Sell it to your partners. When there are multiple owners, a buy-sell agreement is needed to ensure that surviving shareholders have the first right to purchase shares of any owner who leaves.
The agreement keeps shares from unqualified heirs, disgruntled spouses and competitors. It also details how to value and purchase the interest of the person leaving, which is crucial to the success of the agreement.
Typically, the company purchases life insurance, disability insurance or both on all owners, using benefits or cash value from the insurance to purchase the shares of the former owner.
Two different structures are commonly used - the stock-redemption plan and the cross-purchase plan.
With a stock-redemption plan, the corporation is the owner and beneficiary of the insurance, and holds the cash value to fund the buyout. When a shareholder dies or leaves the company, the corporation purchases the stock and surviving shareholders are the only remaining owners.
The stock-redemption plan is simpler, but the cross-purchase plan has tax advantages. Using a cross-purchase plan, each shareholder owns an insurance policy on the life of every other shareholder. Upon death, a shareholder’s stock receives a "step up" in basis to its fair value. The surviving shareholders purchase the stock with its stepped-up basis, minimizing capital-gains taxes when the company is sold. It also avoids the alternative minimum tax. When a stock-redemption plan is used, there may be no step up in basis for the surviving owners.
Most businesses fail to review their loan documents to ensure that repayment is not accelerated upon the death of an owner or the transfer of stock. When overlooked, minor details can cause major problems.
Sell it to your employees. An Employee Stock Ownership Plan (ESOP), which grants shares to employees based on length of service and other factors, is ideal for a business with no family heir and no strong market for selling the business. An ESOP can create a market for the owner’s shares, provide tax advantages, and motivate and reward employees.
Sell it to outsiders. While many are reluctant to sell to non-family members, doing so can provide the owner with financial security and plenty of wealth to pass on.
Many business owners find it difficult to transfer ownership to the next generation without incurring a tax bill so large the business has to be sold to pay it.
Barring Congressional action, the top federal estate tax rate will increase from 45 percent next year to 55 percent in 2011. The amount of assets exempt from estate taxes is scheduled to increase from $2 million today to $3.5 million in 2009 before dropping to $1 million in 2011. In addition, individuals can make gifts valued at up to $1 million during their lifetime without incurring gift taxes. Gifts valued above that amount are taxed at a rate of up to 46 percent.
Regardless of rates and exemptions, it is beneficial to transfer as much wealth as possible to heirs while the owner is living.

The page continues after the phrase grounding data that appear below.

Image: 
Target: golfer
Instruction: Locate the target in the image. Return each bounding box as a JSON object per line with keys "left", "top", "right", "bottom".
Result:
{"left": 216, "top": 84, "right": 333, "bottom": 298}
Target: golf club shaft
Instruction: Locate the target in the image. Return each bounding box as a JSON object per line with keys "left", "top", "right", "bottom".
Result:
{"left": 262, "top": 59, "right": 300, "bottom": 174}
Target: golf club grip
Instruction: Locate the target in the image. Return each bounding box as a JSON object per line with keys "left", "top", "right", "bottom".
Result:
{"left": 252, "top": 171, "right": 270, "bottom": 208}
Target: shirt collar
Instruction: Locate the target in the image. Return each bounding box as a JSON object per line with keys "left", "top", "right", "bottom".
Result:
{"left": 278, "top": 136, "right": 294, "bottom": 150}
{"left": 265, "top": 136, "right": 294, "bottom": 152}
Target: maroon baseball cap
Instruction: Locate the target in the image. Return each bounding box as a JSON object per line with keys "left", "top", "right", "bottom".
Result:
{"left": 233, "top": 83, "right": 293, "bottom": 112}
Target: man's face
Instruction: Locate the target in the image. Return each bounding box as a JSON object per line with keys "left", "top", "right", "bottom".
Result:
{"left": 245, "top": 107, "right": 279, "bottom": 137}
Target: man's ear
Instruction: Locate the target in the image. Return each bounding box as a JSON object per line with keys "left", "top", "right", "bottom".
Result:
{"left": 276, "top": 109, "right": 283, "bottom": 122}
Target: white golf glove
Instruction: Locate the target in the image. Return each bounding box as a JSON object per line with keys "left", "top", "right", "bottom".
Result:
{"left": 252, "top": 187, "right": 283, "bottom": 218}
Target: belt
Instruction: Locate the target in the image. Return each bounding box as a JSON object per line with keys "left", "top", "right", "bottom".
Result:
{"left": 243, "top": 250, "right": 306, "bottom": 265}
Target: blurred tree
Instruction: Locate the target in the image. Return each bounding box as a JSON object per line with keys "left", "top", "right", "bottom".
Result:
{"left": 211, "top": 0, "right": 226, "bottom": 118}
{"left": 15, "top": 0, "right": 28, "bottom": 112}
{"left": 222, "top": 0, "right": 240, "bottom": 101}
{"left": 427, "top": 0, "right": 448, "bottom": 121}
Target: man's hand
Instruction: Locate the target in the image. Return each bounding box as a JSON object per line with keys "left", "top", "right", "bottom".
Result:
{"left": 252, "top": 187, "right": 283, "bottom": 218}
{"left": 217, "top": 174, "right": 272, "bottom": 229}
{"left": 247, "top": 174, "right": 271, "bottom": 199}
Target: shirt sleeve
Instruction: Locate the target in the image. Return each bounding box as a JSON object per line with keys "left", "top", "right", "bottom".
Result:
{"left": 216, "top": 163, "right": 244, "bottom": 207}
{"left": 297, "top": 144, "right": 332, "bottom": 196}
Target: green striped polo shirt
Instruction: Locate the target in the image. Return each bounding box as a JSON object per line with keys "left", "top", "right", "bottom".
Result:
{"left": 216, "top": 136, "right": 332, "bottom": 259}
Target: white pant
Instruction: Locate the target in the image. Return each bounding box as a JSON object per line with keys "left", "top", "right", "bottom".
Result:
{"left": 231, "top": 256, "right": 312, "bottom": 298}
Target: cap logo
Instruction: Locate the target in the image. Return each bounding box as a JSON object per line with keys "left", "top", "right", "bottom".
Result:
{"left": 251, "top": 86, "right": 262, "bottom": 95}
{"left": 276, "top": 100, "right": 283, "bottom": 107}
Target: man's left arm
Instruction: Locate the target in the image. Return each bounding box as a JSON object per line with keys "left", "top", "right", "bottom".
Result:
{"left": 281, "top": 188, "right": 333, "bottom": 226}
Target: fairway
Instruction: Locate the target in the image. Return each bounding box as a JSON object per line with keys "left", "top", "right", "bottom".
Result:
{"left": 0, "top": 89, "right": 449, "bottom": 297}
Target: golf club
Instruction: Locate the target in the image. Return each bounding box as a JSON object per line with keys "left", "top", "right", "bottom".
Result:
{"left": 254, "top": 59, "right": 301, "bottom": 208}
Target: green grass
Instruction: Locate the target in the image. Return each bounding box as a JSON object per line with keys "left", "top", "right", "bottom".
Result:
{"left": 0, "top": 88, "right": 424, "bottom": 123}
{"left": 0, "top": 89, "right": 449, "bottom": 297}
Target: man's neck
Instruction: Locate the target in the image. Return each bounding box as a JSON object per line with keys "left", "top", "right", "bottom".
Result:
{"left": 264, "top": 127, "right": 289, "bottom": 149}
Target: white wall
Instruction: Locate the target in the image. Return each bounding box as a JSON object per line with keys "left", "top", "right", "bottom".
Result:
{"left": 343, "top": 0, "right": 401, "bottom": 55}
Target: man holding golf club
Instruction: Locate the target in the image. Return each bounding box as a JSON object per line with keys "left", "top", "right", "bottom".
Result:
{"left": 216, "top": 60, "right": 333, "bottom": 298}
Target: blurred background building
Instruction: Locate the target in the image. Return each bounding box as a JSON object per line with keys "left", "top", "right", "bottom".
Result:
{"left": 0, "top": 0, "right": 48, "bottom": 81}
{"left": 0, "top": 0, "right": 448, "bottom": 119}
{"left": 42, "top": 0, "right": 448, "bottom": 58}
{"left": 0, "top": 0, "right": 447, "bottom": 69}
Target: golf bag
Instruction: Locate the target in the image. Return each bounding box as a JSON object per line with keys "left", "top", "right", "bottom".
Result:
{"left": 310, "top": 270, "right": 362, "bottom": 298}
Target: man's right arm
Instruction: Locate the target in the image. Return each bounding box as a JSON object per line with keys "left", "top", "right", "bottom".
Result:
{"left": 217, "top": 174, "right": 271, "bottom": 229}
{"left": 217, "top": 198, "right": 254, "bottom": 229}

Many strategies are available to transfer a non-controlling interest to the owner’s family, or in trust for the family’s benefit, while minimizing gift taxes. A business owner should also consider opportunity shifting when starting a new business or an offshoot of a current business. By initially putting some of the ownership interest in trust for family members, the future value of the business will not create a significant estate tax burden.